Billie Piper may have gained notoriety as a singer at the young age of 15 after her 1998 single “Because We Want To” topped the charts, before joining the Doctor Who cast in 2005, but the actress claims celebrity is “poison and sad.”

The 40-year-old actress, who is probably best known for playing Rose Tyler in the BBC One science fiction series, has admitted that her most adoring and “liberating” moments were before she became famous.

Billie Piper rose to fame at the age of just 15.

Billie said in an interview with The Guardian regarding the upcoming season of I hate suzie: “Fame is bad. It’s repulsive. Such a dark thing, that. And it will change how you perceive life on a daily basis in a way that, in my opinion, is dismal.

“Most of my happiest and most liberated memories take place before fame.

“Not to be inferior to my kids! I have, without a doubt, experienced life-changing experiences with my children, and they truly make me happier than anything else, but I also treasure the memories of not being famous.

The actress continued by stating that she hoped to play “less and less” in the future despite her success with the first series, which debuted in 2020.

In the future, the actress acknowledged, she plans to act “less and less.” Doug Peters and Alamy Stock Photos

It’s irritating since I enjoy creating stuff, she said, according to the outlet. I adore creating. As I get older, I find that I prefer creating things from scratch more and more, thus I anticipate that I’ll perform in less and less acting in the future. I adore my job.

But I’ve had enough of this foolishness. To be honest, ever since I was 19. From a young age, it seemed fairly toxic.

I’m now quite grateful for having had those experiences in the past, as it allows me to concentrate nearly exclusively on my business rather on the police.

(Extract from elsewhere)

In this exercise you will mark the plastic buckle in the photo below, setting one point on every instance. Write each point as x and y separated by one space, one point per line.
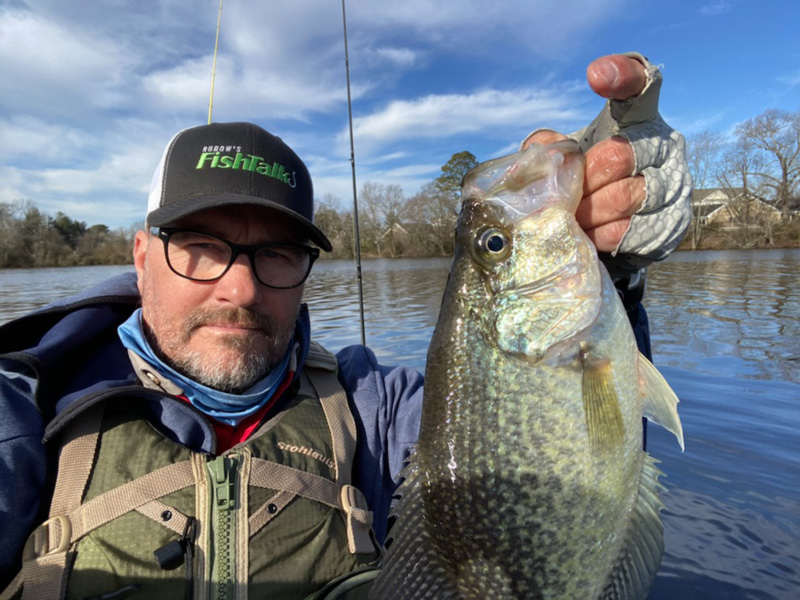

The movie about “Mandy, a nihilistic young writer and mother who falls in love with Pete, a traditionalist yearning for a restored male identity while navigating her problematic family and patriarchal workplace,” according to the synopsis, marks Billie’s directorial debut.

Along with writing the earlier series and acting in both, Billie is also the Executive Producer of I Hate Suzie and Secret Diary of a Call Girl.